The biggest problem with the book is her mistreatment of men by blaming them for her own bad choices. While I loved her as an actress, Joyce is a well-meaning basket case as a woman. She was raised (and abandoned) by a bizarre mother that kept her from her father as they traveled the country, hopping from home to home. Often she had no idea who was caring for her or would live with a paid spinster while her mother was nowhere to be found and her dad couldn't locate his daughter. Somehow this translated into her longing for a big strong male to be in her life (thus her five marriages) but Joyce then abandoned her father and kept close to her mother, who married a well-off florist. The author never explains why she would stay close to a woman who abused her for years, yet ignored the man who she claimed to have longed for. There was one period in adulthood where she didn't go visit her dad for 17 years and her kids didn't meet him! Her mother dies and she goes into great detail. Her dad dies and he gets one sentence. Nowhere in the book is this switch explained and the reader wonders why she was so close to a mother who was so horrible.

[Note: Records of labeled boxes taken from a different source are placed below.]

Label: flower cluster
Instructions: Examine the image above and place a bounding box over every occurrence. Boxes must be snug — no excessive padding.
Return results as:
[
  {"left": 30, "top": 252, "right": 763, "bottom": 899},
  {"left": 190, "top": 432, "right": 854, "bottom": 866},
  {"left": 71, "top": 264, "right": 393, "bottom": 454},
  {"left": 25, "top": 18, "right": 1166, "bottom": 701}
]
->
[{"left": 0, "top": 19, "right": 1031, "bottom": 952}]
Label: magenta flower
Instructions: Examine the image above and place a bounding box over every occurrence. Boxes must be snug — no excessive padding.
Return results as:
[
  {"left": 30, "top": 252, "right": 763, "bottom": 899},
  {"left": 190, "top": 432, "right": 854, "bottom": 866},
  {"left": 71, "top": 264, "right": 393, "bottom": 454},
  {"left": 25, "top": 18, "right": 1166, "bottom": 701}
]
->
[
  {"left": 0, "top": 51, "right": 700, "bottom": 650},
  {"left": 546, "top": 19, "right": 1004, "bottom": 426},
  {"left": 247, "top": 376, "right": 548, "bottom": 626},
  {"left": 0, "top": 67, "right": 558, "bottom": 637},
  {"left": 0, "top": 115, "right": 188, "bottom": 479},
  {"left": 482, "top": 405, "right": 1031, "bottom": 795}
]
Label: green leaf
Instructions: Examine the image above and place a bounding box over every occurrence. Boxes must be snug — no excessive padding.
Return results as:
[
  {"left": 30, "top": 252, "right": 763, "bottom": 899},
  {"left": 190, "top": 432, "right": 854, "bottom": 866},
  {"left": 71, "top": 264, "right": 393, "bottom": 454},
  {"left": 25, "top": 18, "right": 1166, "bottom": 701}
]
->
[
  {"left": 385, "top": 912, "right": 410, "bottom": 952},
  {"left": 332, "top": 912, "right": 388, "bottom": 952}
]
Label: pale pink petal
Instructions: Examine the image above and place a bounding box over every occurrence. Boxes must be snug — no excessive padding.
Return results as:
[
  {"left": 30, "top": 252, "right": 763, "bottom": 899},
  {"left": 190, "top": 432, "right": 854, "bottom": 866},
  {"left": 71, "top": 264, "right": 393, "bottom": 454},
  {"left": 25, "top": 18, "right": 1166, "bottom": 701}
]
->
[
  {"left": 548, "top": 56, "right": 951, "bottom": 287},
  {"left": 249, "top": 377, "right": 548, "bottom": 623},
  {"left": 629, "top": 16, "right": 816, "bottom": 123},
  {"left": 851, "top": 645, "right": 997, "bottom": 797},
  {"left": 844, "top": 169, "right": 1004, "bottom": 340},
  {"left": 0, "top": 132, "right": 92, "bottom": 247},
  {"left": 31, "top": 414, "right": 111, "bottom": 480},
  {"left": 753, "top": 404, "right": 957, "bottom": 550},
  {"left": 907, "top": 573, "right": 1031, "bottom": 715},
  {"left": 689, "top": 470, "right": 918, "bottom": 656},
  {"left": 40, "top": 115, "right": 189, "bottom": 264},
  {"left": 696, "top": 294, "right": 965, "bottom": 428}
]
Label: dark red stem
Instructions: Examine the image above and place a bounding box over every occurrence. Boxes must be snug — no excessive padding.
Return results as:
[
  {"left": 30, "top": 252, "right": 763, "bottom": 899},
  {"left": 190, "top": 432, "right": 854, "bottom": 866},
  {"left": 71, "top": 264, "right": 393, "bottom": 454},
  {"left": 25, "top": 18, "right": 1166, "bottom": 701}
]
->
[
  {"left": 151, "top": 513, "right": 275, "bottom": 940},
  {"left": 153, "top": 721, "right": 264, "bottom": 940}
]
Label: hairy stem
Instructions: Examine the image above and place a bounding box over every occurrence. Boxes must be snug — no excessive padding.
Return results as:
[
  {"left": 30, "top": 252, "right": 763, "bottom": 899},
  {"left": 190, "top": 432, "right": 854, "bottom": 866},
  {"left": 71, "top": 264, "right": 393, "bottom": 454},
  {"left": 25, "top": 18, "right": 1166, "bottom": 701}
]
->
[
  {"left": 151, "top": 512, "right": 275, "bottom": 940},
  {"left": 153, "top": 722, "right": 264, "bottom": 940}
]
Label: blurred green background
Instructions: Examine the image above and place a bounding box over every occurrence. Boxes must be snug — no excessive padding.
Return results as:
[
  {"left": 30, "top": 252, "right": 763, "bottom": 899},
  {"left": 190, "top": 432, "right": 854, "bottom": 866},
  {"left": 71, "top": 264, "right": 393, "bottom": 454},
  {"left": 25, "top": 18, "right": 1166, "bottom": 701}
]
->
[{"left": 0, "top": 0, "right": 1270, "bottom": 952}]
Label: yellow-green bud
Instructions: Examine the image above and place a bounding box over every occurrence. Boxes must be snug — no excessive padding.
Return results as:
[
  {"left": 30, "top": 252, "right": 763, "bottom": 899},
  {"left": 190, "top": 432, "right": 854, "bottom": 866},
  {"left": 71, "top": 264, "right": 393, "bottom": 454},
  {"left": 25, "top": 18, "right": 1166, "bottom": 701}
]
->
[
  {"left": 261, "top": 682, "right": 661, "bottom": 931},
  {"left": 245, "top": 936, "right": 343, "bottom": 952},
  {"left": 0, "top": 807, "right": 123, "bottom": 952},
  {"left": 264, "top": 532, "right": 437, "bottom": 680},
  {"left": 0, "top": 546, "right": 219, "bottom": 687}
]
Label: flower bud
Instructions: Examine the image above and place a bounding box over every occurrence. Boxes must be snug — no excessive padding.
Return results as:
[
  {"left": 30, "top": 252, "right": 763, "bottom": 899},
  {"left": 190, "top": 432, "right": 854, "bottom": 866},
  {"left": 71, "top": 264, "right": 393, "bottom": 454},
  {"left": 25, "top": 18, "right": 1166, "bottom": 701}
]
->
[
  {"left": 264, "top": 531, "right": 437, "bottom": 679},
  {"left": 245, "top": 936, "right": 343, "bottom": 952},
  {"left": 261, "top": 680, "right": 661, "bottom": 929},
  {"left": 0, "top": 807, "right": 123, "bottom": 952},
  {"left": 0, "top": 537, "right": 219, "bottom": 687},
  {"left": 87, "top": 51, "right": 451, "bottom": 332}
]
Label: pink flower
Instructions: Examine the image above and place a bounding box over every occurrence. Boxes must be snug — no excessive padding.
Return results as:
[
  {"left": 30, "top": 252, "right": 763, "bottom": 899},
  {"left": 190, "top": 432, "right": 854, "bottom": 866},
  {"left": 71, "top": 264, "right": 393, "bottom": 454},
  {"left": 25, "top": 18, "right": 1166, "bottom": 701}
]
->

Bulifant comes across ultimately as anti-male. She bashes pretty much every man in this book. Her first husband, Helen Hayes famous son James MacArthur of Hawaii 5-0, is painted as a brooding alcoholic abuser, but Joyce never speaks up to object to anything he does. She cowers in fear of even stating an opinion, which is really her problem and not his since she did it from when she met him as a teen. If anything how she portrays how she acted toward him explains why he felt the need to raise his voice to get through to her--she was horrible at communicating or showing support. This pattern continued with her other marriages, where she falls for someone, then remains silent instead of putting up boundaries and respecting a man enough to state her feelings even if it meant conflict. She hated any type of disagreement or conflict, so would live with silent suffering then blame the men when she tired of how they acted. Joyce, if you don't tell a man exactly what you want or expect of him then you have no right to blame your failed marriages on the men when you're not happy. All of her men's issues she claims are due to drinking, but that is simplistic and doesn't address the fact that a woman who has been married five times needs to look much deeper within herself to see what her own problems are if she kept picking the "wrong guys" as she claims.

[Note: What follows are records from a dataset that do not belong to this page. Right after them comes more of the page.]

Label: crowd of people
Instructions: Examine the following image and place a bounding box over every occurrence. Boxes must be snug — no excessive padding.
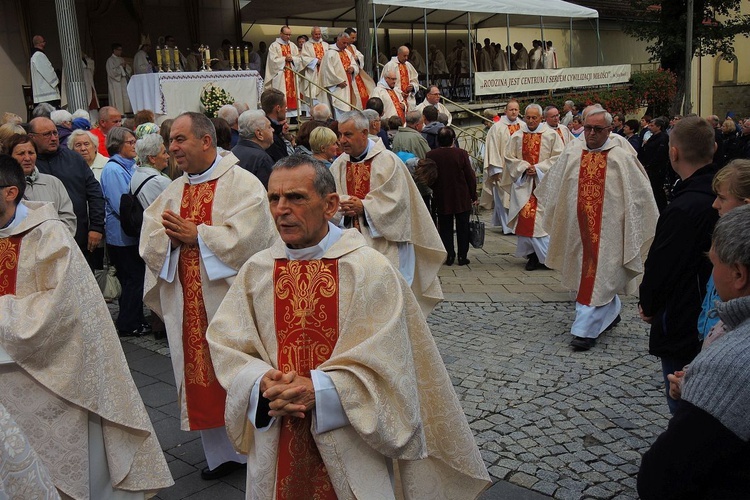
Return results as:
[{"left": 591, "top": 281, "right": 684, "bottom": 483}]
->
[{"left": 5, "top": 26, "right": 750, "bottom": 498}]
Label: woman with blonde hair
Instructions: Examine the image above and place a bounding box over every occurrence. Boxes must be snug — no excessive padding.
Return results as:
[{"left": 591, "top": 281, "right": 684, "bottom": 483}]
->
[{"left": 310, "top": 127, "right": 338, "bottom": 168}]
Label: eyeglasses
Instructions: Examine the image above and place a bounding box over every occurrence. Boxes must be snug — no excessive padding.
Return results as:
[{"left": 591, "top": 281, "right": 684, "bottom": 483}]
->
[
  {"left": 29, "top": 130, "right": 60, "bottom": 139},
  {"left": 583, "top": 125, "right": 609, "bottom": 134}
]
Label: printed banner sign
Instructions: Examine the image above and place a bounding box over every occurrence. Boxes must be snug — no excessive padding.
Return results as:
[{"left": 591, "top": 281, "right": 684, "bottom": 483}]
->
[{"left": 474, "top": 64, "right": 630, "bottom": 95}]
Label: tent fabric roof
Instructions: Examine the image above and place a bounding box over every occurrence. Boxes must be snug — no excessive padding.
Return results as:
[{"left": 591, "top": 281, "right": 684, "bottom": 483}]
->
[{"left": 241, "top": 0, "right": 598, "bottom": 29}]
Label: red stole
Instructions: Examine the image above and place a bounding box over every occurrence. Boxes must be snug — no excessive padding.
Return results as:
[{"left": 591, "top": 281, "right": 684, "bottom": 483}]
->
[
  {"left": 281, "top": 43, "right": 297, "bottom": 110},
  {"left": 576, "top": 150, "right": 608, "bottom": 306},
  {"left": 346, "top": 158, "right": 372, "bottom": 231},
  {"left": 0, "top": 234, "right": 23, "bottom": 295},
  {"left": 273, "top": 259, "right": 339, "bottom": 500},
  {"left": 177, "top": 180, "right": 227, "bottom": 431},
  {"left": 516, "top": 133, "right": 542, "bottom": 238}
]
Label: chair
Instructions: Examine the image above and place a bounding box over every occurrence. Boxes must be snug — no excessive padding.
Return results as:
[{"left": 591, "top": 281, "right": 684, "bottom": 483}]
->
[{"left": 21, "top": 85, "right": 34, "bottom": 123}]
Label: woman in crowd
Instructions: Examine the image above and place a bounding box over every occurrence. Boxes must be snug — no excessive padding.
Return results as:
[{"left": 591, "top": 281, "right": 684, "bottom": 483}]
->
[
  {"left": 68, "top": 130, "right": 108, "bottom": 181},
  {"left": 101, "top": 127, "right": 151, "bottom": 337},
  {"left": 310, "top": 127, "right": 339, "bottom": 168},
  {"left": 5, "top": 134, "right": 76, "bottom": 235}
]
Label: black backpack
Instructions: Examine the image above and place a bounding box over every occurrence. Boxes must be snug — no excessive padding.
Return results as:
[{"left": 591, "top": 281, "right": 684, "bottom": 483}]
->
[{"left": 120, "top": 175, "right": 156, "bottom": 238}]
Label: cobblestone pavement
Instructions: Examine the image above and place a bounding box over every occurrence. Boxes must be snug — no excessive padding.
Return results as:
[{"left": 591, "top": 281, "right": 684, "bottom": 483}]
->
[{"left": 124, "top": 209, "right": 668, "bottom": 500}]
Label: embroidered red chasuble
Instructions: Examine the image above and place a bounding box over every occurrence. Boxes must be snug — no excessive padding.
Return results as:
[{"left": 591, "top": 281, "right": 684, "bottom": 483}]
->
[
  {"left": 281, "top": 44, "right": 297, "bottom": 110},
  {"left": 274, "top": 259, "right": 339, "bottom": 500},
  {"left": 576, "top": 150, "right": 608, "bottom": 306},
  {"left": 177, "top": 180, "right": 227, "bottom": 431},
  {"left": 346, "top": 158, "right": 372, "bottom": 230},
  {"left": 0, "top": 235, "right": 23, "bottom": 295},
  {"left": 516, "top": 131, "right": 542, "bottom": 238}
]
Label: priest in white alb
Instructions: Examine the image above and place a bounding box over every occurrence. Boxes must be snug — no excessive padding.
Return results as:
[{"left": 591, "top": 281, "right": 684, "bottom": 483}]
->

Her final husband is a Hollywood actor that appears throughout her life, from performances together to sleeping together. In their 60s they get married and the book suddenly ends. It's strange that she leaves out the next 15 years of her life.
The book is worth reading because I had no clue that this constantly-smiling supporting actress had so many famous people in her life. But the fact that she doesn't get detailed enough about anything (other than negatives about her husbands) is disappointing. No details about Mary Tyler Moore Show, the Airplane movie, or working with Bill Cosby on his first sitcom. There is so much more she could have written. Any woman that has had five husbands but titles her book "My Four Hollywood Husbands" obviously is not giving readers the complete story.